Alfred Russel Wallace : Alfred Wallace : A. R. Wallace :
Russel Wallace : Alfred Russell Wallace (sic)

 
 
Mr. Blatchford's Dogmatism (S699: 1912)

 
Editor Charles H. Smith's Note: A letter to the Editor printed on page 815 of the 11 September 1912 number of The Christian Commonwealth (London). To link directly to this page, connect with: http://people.wku.edu/charles.smith/wallace/S699.htm


    Dr. Alfred Russel Wallace, F.R.S., O.M., writes:--

    I have read the discussion between yourself and Mr. Blatchford with great interest, and I am sorry I cannot undertake to do more than express my general opinion, and refer to my own books for the facts and reasonings on which that opinion is based.

    I am in a position now to sympathise with both of your conclusions ["meaning and purpose alone justify the existence of the universe and faith that it has meaning and purpose alone makes life livable."--Christian Commonwealth, August 28.] because, for the first half of my life I was as thorough an Agnostic as Mr. Blatchford himself, and I am afraid almost as dogmatic and one-sided in my opinions. Now I take your view of the whole problem, but I still, and more than ever, feel that all attempts to state or define the nature, capacities, or possibilities of that power above us, which is the source of all power and all life, which we speak of as God or Deity, is beyond our conceptions, as is all that is infinite. We cannot go further than Pope in his fine line:--

    "Thou great first Cause, least understood."

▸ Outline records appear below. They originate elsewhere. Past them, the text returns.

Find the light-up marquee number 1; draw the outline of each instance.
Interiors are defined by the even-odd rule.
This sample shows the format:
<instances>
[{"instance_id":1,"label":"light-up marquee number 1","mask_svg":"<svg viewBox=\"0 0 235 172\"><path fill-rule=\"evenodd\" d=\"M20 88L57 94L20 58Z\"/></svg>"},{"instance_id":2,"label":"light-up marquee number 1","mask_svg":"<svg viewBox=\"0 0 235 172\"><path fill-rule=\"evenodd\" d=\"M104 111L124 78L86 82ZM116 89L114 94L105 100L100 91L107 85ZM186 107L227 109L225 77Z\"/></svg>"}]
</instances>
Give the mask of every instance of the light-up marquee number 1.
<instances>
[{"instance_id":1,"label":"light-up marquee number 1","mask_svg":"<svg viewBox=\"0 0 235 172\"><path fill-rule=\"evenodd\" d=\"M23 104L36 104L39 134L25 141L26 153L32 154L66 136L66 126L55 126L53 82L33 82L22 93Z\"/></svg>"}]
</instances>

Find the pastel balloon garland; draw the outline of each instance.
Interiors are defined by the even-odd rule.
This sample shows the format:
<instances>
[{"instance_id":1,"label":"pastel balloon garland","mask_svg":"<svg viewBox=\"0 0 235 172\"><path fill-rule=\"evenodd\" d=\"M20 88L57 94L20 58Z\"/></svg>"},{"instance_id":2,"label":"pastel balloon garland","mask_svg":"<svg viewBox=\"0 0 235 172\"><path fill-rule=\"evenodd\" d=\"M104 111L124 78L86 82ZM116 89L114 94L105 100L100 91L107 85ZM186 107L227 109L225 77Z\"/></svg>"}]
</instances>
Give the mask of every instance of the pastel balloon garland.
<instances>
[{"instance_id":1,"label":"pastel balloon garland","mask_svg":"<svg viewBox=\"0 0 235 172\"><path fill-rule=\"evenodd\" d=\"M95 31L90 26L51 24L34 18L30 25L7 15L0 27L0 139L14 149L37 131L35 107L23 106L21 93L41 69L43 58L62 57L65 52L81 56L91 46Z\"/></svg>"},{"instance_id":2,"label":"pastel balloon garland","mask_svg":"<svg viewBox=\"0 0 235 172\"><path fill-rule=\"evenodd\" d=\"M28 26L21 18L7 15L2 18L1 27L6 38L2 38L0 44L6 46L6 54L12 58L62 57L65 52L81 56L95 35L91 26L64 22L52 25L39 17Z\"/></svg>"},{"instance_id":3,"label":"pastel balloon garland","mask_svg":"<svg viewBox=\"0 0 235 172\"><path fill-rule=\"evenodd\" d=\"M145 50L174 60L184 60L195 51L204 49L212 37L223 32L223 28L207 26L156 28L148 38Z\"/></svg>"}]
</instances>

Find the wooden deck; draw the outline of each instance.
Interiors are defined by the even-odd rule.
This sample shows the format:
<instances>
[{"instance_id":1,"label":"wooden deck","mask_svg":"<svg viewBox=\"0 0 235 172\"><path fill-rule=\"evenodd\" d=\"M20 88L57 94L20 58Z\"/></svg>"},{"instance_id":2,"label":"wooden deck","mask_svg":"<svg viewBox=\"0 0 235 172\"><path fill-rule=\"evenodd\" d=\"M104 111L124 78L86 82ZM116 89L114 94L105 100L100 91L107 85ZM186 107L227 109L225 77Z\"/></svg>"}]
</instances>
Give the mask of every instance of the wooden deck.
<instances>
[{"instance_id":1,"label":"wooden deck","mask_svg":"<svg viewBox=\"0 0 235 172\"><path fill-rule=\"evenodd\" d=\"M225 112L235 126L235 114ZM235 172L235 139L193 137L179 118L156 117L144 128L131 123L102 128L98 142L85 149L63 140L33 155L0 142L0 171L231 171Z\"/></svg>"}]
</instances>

    Mr. Blatchford is too dogmatic when he says, as he has repeatedly done in the "Clarion," "I do not know: nobody does know." Unfortunately, he is totally ignorant of two vast accumulations of facts which I have examined and tested to the best of my ability for between forty and fifty years, and which afford

The Only Safe Basis

for any clear and valuable opinions on the matter. These are the facts revealed by what is termed Psychical Research on the one hand and the inner powers and capacities of living things on the other.

    I have summarised the evidence for the former in my book on "Miracles and Modern Spiritualism," and for the latter in my recent volume on "The World of Life" and my previous work on "Man's Place in the Universe." The enormous body of evidence adduced in these three works, each confirming and strengthening the conclusions of the other, will, I feel sure, satisfy any careful reader that to imply, as Mr. Blatchford does, that nobody knows anything on these vast subjects--the nature and inner causes of Matter and Energy, Life and Mind--than is expressed in his favourite formula, "I don't know; no other man knows," is quite unjustifiable.

    My friends Sir William Crookes and Sir W. F. Barrett have been students of psychical phenomena about as long as I have, and, like myself, the longer they live and the more they know of it the more convinced they are that "the survival of man after death" is as well established as a large portion of what we term "science." Yet this is one of the things which our friend Blatchford declares that "nobody knows."